By Inspection I know i need to show that:
$$\sum_{i=1}^n \frac{1}{n}=1$$

Since the LHS has no $x_i$ how can i show that the sum will result in n/n =1?

Is it just:
$$\sum_{i=1}^n 1 = n?$$

## Answers and Replies

maverick_starstrider
consider that $$\overline{x}$$ is idependent of $$i$$ therefore $$\sum_{i=1}^n\overline{x}$$ simply equals $$n \overline{x}$$. Also IMPORTANT NOTE: In the second line of your attempted solution you use the fact that $$\sum_{i=1}^n (x_i - \overline{x}) = 0$$ how ever that's what you're trying to SHOW so you can't assume it's true.
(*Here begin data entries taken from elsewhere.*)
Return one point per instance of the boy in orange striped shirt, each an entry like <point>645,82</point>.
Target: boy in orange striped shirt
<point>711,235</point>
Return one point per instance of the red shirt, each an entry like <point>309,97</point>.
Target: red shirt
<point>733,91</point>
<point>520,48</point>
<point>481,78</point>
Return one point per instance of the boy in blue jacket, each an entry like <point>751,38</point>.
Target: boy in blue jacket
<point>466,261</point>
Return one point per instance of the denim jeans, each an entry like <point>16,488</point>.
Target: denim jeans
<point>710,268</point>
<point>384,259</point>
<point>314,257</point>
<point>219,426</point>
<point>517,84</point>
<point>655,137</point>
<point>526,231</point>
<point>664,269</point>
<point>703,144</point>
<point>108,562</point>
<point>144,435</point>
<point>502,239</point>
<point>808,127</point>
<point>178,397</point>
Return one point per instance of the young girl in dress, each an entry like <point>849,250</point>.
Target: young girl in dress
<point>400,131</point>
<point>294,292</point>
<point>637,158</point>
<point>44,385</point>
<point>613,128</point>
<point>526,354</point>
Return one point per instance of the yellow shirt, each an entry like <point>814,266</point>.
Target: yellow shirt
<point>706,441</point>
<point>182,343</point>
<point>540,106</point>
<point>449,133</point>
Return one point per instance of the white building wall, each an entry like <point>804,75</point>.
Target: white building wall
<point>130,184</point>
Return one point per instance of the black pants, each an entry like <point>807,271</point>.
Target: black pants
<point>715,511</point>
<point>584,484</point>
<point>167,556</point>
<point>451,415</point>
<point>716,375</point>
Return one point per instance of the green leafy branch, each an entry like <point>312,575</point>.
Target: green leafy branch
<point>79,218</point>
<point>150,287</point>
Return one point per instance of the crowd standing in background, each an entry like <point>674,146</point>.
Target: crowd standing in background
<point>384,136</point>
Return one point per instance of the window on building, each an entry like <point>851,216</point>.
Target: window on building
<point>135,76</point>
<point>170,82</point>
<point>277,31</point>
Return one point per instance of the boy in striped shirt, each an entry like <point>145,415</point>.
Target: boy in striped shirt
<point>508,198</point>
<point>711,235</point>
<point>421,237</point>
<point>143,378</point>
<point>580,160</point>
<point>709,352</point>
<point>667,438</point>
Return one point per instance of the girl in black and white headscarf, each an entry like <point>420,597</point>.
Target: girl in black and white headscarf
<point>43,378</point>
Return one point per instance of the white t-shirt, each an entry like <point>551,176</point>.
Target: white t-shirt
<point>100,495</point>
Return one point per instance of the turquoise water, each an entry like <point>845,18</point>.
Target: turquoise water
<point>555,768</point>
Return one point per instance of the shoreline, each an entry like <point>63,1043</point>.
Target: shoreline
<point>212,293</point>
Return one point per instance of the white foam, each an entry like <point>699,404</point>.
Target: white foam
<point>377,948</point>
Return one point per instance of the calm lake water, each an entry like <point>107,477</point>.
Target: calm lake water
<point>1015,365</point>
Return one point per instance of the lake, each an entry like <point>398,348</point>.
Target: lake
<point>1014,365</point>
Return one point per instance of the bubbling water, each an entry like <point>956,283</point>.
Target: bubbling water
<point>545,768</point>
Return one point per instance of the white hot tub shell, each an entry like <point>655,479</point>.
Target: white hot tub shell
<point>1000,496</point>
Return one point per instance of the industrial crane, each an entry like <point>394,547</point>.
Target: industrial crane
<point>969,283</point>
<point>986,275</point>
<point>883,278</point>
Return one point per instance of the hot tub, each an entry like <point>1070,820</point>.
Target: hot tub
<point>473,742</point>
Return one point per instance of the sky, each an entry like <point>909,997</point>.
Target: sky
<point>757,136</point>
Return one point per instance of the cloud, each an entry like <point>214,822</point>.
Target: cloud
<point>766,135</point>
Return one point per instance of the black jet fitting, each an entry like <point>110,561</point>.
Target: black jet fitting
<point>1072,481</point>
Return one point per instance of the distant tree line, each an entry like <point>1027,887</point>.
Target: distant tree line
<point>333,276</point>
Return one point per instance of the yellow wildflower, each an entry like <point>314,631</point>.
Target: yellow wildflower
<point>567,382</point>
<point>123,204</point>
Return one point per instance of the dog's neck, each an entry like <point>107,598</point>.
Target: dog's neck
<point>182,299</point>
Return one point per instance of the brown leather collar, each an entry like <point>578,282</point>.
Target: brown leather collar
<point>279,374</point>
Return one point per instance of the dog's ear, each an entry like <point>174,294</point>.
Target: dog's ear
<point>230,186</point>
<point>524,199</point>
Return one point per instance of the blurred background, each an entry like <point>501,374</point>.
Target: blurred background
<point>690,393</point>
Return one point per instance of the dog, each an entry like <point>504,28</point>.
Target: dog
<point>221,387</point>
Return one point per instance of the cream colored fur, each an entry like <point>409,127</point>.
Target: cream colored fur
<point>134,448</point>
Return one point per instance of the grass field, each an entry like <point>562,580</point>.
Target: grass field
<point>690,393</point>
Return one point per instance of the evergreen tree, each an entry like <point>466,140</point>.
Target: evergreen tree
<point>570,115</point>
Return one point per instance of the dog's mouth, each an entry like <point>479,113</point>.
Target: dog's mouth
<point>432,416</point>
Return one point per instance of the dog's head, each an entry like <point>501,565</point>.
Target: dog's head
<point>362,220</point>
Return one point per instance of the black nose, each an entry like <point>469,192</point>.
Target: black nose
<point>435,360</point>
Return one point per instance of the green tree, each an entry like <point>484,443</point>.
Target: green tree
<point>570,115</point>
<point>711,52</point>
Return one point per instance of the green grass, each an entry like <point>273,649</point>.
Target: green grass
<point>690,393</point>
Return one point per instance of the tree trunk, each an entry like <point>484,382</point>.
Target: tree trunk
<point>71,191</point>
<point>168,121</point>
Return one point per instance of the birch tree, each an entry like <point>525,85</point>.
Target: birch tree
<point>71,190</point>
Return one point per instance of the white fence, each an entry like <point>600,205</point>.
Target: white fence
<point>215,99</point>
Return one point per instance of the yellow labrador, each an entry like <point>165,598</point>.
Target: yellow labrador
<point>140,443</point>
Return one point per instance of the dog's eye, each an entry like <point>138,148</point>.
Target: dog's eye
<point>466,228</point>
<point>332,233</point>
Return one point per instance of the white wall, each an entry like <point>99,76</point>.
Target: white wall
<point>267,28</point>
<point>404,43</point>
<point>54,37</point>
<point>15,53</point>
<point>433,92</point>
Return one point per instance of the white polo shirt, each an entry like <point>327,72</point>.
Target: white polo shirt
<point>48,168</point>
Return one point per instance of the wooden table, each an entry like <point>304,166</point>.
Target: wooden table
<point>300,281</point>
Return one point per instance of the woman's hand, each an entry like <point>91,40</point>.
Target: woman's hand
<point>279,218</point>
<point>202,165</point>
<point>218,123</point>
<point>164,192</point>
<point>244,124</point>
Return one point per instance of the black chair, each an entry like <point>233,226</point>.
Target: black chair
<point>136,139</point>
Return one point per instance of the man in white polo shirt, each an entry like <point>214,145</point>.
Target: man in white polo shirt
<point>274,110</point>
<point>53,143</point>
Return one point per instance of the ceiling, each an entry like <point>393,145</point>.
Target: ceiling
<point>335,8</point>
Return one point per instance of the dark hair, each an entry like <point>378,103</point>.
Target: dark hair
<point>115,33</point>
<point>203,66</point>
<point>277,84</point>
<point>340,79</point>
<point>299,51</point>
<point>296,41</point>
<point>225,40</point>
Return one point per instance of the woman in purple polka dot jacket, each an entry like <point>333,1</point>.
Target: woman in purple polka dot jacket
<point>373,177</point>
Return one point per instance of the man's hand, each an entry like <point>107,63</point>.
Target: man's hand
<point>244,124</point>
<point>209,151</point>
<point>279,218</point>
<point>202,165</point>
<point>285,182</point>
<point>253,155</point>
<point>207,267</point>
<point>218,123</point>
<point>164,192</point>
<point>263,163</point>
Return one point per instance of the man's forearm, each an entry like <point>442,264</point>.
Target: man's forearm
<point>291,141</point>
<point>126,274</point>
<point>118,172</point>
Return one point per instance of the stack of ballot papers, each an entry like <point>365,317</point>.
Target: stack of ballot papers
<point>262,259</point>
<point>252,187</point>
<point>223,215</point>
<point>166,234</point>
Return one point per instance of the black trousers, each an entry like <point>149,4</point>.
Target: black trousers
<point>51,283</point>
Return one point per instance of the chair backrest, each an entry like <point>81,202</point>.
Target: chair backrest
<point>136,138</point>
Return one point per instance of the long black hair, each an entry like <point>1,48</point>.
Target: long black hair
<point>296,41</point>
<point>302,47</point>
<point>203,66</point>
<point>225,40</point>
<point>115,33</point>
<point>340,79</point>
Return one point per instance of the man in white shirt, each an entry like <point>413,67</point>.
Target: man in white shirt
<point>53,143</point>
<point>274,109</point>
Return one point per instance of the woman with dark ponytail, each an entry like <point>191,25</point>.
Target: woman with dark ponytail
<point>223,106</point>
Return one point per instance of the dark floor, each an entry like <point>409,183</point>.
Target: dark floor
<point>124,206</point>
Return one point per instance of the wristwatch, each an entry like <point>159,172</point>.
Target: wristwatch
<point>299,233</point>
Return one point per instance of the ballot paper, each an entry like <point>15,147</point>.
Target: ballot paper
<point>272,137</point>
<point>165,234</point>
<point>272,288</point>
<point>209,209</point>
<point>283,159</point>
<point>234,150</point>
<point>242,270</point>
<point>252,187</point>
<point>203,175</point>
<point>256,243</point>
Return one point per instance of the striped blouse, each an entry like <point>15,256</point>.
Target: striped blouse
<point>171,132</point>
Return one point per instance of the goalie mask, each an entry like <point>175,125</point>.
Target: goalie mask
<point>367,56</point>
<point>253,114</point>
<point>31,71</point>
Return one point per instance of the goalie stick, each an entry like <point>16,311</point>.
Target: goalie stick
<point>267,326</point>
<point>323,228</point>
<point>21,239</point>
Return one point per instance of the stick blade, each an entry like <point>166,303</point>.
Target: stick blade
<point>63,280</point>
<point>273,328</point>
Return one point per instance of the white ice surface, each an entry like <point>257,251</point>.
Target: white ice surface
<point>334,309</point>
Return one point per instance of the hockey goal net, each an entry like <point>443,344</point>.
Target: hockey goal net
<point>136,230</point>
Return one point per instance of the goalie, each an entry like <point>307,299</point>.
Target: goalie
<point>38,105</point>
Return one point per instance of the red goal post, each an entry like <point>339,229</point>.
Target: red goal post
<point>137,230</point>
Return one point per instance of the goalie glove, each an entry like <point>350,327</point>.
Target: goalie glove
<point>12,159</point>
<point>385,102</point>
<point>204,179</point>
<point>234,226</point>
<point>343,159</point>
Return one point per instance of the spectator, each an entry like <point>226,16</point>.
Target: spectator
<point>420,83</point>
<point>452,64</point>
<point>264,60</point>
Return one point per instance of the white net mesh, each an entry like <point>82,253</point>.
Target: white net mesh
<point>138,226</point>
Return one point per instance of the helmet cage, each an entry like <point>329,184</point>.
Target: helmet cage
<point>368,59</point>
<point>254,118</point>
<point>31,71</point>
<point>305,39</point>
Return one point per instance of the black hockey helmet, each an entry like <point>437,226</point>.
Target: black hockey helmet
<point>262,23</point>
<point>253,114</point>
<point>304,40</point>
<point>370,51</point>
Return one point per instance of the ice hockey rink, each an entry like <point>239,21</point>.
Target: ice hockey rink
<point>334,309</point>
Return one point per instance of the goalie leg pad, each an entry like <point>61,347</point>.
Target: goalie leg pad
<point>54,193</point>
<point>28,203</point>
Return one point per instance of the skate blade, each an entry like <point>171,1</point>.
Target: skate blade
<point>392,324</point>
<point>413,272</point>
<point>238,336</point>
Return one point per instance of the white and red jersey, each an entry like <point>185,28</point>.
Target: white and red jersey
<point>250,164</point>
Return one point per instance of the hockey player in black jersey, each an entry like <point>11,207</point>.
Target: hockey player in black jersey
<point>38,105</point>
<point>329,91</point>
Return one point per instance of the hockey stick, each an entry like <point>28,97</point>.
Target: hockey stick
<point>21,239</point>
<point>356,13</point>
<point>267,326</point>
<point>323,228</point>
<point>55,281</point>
You have to work entirely on the LHS and get it equal to 0.

bob1182006
Ah, I get it now thanks alot!

So on the first step it'd just be the n*xbar/n leaving only sum of x - sum of x which =0.

Thank You!

maverick_starstrider
Err no it'd be
$$\sum_{i=1}^n (x_i - \overline{x}) = 0$$
$$\sum_{i=1}^n x_i - n\overline{x} = 0$$
$$n \sum_{i=1}^n \frac{x_i}{n} - n\overline{x} = 0$$

$$n\overline{x} - n\overline{x} = 0$$

which gives you zero... hope he comes back to read that.

bob1182006
ah okay, I was expanding the xbar so there would be 2 equal sums being subrated which would just =0.

$$\sum_{i=1}^n x_i - n \frac{1}{n} \sum_{j=1}^n x_j = 0$$

since n/n =1, and both sums start and end at the same place they are both equal and thus will give 0 as the answer.